In an argument which would make his ex-NPR colleagues proud, Juan Williams took to Fox News Sunday to push for tax hikes to reduce the deficit. Scolding Brit Hume, an exasperated Williams contended: “You’re going on as if, ‘you know what, we don't know in America how to help our own deficit problems.’ We do. We just have to tax people.”
Moments before, in assessing Republican Congressman Paul Ryan’s expected plan on how to slow budget growth, Williams insisted “tax increases should not be off the table,” chastising Ryan for, during an interview with Chris Wallace earlier on the show, rejecting a tax increase: “I don't know why it is that he somehow suggests the rich in the country have no obligation to support the country.”
Of course, “the rich” already pay far more than their fair share.
In the latest year for which IRS data is available, 2008, “the top 1 percent of tax returns” – those earning over $380,000 -- “paid 38.0 percent of all federal individual income taxes and earned 20.0 percent of adjusted gross income,” the Tax Foundation’s Mark Robyn and Gerald Prante reported late last year.

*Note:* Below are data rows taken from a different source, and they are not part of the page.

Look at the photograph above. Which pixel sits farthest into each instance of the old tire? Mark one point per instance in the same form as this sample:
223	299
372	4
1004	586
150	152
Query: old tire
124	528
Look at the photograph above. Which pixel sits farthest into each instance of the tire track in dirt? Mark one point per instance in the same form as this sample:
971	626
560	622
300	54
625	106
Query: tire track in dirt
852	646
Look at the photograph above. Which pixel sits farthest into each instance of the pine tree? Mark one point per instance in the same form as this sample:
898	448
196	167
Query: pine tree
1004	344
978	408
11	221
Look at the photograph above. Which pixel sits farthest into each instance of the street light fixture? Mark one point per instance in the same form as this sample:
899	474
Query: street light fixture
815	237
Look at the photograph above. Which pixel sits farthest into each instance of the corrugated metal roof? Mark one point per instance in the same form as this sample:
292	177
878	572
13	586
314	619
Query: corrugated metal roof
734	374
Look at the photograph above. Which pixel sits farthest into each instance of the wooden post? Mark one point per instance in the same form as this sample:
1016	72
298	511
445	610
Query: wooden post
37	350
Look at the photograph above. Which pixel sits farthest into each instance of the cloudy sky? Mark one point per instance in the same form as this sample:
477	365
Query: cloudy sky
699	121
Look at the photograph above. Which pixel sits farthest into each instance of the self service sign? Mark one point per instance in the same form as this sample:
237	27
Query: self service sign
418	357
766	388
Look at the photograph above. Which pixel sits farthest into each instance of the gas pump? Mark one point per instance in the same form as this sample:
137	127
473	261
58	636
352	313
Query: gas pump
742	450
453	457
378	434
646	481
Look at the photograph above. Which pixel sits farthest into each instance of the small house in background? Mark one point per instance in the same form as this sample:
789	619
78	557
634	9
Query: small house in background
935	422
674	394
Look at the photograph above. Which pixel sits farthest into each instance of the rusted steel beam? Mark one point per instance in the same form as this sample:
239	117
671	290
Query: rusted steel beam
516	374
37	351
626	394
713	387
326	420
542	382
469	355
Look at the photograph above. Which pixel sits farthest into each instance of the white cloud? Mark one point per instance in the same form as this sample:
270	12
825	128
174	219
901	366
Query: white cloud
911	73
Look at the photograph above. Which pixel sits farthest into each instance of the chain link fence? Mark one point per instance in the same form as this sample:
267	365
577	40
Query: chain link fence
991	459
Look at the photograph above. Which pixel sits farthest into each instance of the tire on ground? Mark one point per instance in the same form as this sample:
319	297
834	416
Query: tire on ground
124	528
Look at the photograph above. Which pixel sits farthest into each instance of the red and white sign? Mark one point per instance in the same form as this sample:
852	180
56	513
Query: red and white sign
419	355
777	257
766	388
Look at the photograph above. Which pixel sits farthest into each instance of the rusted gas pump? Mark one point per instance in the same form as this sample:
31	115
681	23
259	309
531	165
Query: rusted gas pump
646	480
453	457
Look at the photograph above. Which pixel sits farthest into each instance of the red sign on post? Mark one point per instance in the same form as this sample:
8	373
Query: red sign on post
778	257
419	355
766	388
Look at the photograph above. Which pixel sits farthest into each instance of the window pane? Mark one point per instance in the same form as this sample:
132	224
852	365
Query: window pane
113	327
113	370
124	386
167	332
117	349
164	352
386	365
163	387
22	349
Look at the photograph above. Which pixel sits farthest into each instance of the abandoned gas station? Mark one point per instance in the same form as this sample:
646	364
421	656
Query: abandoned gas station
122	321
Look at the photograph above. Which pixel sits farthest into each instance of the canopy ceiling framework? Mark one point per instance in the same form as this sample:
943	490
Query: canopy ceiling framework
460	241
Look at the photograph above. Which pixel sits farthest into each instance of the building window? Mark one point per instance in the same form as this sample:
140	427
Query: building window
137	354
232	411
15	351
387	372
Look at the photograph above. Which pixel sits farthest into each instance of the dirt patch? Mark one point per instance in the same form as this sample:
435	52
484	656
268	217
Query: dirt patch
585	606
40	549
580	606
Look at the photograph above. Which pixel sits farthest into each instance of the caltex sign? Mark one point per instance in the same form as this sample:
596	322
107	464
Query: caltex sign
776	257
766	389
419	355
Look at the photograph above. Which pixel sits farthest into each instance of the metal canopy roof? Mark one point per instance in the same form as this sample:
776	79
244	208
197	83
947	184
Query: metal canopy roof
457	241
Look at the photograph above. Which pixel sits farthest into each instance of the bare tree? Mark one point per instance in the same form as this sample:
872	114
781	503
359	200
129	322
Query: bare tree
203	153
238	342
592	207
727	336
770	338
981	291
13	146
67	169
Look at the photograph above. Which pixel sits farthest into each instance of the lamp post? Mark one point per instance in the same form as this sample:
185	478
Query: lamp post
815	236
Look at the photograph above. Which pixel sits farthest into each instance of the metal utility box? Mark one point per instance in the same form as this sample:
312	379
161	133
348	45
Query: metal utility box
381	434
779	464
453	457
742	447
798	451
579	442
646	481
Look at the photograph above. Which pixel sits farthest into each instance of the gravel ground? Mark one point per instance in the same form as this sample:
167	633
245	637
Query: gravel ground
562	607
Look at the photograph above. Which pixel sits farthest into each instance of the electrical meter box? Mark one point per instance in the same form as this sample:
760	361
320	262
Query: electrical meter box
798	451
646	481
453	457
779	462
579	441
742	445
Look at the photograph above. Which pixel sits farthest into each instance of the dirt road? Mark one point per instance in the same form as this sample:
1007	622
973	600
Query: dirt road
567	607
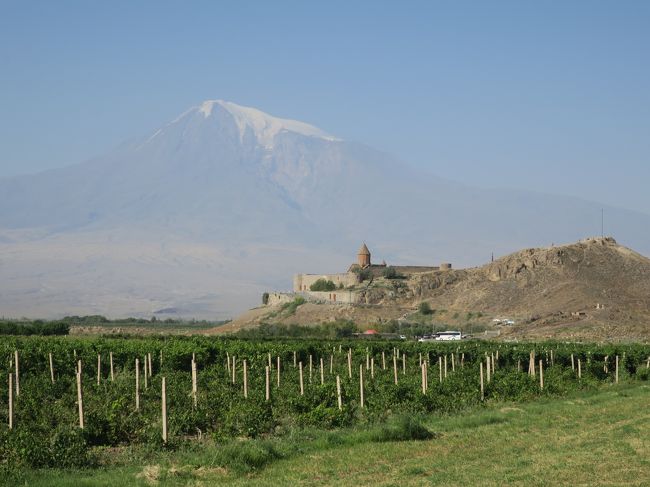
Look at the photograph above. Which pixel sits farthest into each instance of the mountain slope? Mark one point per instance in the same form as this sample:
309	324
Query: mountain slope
269	197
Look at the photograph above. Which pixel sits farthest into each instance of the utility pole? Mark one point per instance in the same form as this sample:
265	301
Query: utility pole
602	222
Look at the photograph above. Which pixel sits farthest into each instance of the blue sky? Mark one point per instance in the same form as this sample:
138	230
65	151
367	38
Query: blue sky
550	96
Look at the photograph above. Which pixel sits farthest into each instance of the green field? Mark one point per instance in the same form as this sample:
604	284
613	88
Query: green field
588	420
596	438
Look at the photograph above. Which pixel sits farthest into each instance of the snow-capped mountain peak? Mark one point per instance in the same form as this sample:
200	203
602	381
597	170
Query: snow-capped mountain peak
264	126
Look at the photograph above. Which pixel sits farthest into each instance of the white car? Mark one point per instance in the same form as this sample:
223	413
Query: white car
449	335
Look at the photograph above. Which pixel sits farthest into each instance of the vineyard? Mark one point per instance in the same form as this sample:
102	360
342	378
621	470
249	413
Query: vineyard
61	397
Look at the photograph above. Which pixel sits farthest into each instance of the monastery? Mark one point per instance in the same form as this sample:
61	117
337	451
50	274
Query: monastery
346	282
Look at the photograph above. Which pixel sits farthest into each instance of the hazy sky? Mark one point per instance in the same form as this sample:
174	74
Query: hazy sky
552	96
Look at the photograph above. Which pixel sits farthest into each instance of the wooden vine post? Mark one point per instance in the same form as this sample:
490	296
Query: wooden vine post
310	367
164	409
51	368
99	368
137	384
338	392
395	367
194	386
80	402
579	369
424	385
245	380
489	368
110	357
350	363
268	383
445	366
11	401
322	372
17	369
361	384
145	369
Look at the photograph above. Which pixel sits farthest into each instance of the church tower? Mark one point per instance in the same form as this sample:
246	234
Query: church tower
363	256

Robyn and Prante also noted: “The top 5 percent,” who made more than $159,000, “earned 34.7 percent of the nation's adjusted gross income, but paid approximately 58.7 percent of federal individual income taxes.”
From the April 3 Fox News Sunday:
JUAN WILLIAMS: Let me just say, tax increases should not be off the table. I don't know why it is that he somehow suggests the rich in the country have no obligation to support the country.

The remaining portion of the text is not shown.